The problem started when capital surplus economies started exporting low wage jobs in service sector in return for high wage jobs. As long as this happened, i.e, loss of low wage jobs were compensated by gain in high wage jobs, the employment was in equilibrium. If the prosperous economies continued to save, invest and earn returns they remain safe from shocks. The imbalance starts when the prosperous economies reduce their level of savings and start increasing consumption. When that happens, the complimentarity between capital and labour starts disappearing. Wealthy economies suffer from loss of capital, reduced capability to make costly investments and consequent loss of jobs. (The ideal solution would be to never reach this stage - eg Germany. Germany has kept both blue collar jobs and white collar jobs with itself. A German worker has no problems in working with his hands).
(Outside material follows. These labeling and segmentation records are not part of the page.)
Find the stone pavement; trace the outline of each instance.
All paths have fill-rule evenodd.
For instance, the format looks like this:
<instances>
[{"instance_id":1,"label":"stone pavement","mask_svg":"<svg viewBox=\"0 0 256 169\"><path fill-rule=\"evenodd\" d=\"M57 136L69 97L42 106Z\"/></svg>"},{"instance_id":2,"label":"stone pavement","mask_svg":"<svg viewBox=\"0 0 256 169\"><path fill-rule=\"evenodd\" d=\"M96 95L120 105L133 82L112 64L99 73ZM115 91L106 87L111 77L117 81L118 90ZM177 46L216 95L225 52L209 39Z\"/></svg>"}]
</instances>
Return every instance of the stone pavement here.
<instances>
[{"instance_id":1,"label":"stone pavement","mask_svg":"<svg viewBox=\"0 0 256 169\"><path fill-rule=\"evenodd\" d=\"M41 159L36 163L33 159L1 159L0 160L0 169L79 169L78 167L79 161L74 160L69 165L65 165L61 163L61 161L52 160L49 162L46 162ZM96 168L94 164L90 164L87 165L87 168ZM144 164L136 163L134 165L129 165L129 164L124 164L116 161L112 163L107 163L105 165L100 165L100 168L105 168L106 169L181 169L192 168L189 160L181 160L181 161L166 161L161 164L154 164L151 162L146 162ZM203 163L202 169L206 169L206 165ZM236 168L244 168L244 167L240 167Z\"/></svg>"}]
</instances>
Two solutions exist at this point. First, is the flexibility of the working class to switch over to low paying jobs to regain the correct labour capital mix. Remember, if that equilibrium is not obtained, goods produced will not have competitive advantage globally (as some one else will do it better with the ideal mix) and will lose out on price. Protection of local economy using tariff or non tariff barriers have their own consequences in the long run. I will not discuss those issues as I am assuming markets to be free of distortions. The second option is that the labour pool from advanced economies migrate out to new economies for taking up jobs in similar skill sets and conversely the labour from new economies migrate to advanced economies to take up low paying jobs. Remember again, the waves of legal and illegal immigrations precisely validate this issue. 
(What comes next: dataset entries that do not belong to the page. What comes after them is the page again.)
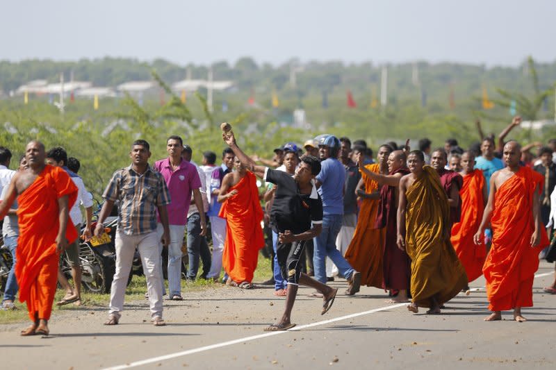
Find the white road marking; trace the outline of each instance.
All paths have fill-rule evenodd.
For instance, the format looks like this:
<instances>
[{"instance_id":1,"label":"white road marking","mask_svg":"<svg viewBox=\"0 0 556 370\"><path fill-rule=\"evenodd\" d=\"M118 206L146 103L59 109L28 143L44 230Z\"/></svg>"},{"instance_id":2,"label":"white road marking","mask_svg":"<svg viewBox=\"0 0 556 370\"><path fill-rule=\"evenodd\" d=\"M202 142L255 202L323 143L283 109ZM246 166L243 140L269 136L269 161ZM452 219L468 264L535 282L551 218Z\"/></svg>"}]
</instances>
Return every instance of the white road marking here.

The tragedy is that the first option does not work because people do not want to settle down for lower wages. And the second option is a no-brainer to start with. Therefore, structural imbalances continue to aggravate resulting in collapse of economies.

This simplistic explanation I think explains the broad contours of global imbalances and argues the essential aspect of labour vs capital conundrum. Having said that, I understand that this model is too simple to explain certain other phenomena. I intend taking it up subsequently.